National Park Service | Documenting the Place
"Alaskan Canneries often succumb to the ravages of weather, arson or neglect. The cannery at South Naknek represents a rare exception and retains a considerable amount of historical, architectural and cultural significance."
Jennifer Pederson Weinberger | Cultural Resources Program Manager | National Park Service Alaska Regional Office
The National Park Service’s Alaska Regional Office and Katmai National Park and Preserve have actively assisted with this project. The Alaska Regional Office has provided technical assistance to the NN Cannery History Project since its inception in 2015. Initial fieldwork started in summer 2016 resulted in the completion of a Building Inventory and Assessment of the site’s 50-plus buildings.

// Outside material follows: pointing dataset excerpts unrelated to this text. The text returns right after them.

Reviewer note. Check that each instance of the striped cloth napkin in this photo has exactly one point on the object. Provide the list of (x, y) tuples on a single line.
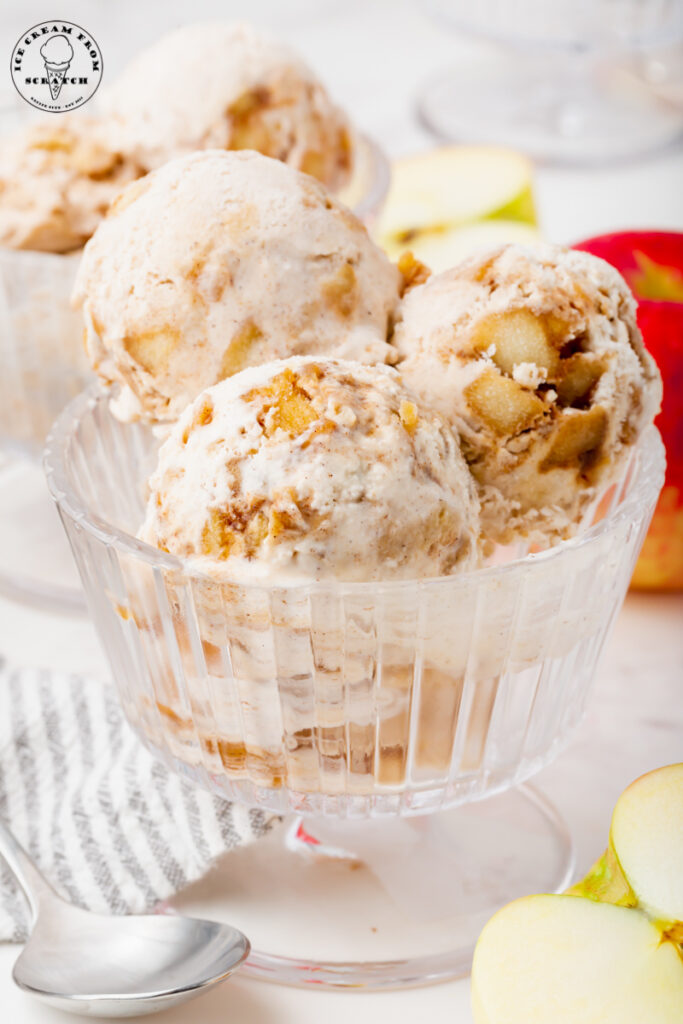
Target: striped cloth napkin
[(112, 828)]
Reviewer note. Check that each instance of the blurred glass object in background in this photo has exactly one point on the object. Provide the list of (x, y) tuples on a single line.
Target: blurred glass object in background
[(556, 79)]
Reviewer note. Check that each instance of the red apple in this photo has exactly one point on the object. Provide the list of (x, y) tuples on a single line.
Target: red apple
[(652, 264)]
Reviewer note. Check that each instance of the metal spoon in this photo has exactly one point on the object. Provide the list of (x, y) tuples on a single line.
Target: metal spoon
[(115, 967)]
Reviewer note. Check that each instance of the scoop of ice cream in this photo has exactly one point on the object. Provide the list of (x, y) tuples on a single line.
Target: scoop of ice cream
[(56, 180), (222, 260), (535, 356), (56, 51), (311, 468), (224, 86)]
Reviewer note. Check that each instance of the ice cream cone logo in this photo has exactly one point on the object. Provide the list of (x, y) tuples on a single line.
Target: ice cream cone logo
[(57, 54)]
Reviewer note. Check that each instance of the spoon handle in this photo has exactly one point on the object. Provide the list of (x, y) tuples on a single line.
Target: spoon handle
[(32, 882)]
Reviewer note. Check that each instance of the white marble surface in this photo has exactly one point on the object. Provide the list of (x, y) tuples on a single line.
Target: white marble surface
[(374, 53)]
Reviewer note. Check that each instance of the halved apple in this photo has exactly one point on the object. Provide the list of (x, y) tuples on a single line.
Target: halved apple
[(646, 837), (562, 960), (610, 950), (435, 195), (446, 247)]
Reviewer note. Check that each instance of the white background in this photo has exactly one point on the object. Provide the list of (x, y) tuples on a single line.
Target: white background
[(373, 55)]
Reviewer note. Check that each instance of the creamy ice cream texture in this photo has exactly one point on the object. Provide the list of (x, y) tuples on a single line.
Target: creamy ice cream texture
[(222, 260), (535, 356), (217, 85), (56, 181), (308, 468)]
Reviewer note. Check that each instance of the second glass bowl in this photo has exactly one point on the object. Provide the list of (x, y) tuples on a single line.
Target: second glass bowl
[(341, 699)]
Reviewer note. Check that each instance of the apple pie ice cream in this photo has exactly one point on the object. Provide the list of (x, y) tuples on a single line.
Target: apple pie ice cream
[(309, 469), (221, 260), (536, 358), (218, 85), (56, 181)]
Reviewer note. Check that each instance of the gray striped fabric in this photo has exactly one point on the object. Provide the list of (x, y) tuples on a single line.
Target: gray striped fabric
[(111, 827)]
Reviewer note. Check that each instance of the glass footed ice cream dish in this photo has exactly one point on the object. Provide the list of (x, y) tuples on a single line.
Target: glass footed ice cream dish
[(57, 178), (280, 502), (305, 598)]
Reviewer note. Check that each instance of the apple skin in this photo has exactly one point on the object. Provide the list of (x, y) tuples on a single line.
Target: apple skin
[(660, 562), (610, 949)]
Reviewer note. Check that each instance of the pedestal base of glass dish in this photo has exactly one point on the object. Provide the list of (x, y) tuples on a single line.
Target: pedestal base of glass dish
[(560, 108), (36, 563), (386, 903)]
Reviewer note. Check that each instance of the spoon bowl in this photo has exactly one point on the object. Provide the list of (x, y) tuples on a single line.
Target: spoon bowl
[(101, 966)]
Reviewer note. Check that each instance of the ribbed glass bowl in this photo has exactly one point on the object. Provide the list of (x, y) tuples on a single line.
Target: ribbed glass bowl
[(342, 699)]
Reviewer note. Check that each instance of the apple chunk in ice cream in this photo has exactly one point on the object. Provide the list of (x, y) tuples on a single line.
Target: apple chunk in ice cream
[(306, 469), (219, 85), (535, 356), (219, 261)]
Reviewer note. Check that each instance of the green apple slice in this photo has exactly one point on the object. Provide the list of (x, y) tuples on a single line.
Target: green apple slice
[(646, 838), (562, 960), (454, 185), (442, 249)]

In 2017, project historians identified the cannery’s most historically significant structures. In addition to an archaeological survey of the site to further understand the Indigenous story and to determine if the property should be nominated under criterion D, fieldwork in August 2017 collected Alaska Historic Resource Survey data, conducted interviews with former cannery workers, and consult with local residents about the project at the South Naknek Library.
According Jennifer Pederson Weinberger, Cultural Resource Program Manager at the Alaska Regional Office, “the cannery at south Naknek retains a considerable amount of historical, architectural, and cultural significance, and this project would contribute to the documentation and preservation of that information.”
As the project moves into 2018, the NN Cannery Project Team is working with Katmai National Park and Preserve, located 30 miles upriver from South Naknek, to develop interpretive programming on cannery life and culture, while efforts to connect the NN Cannery to national historic maritime sites, such as Fisherman’s Wharf in San Francisco, continue.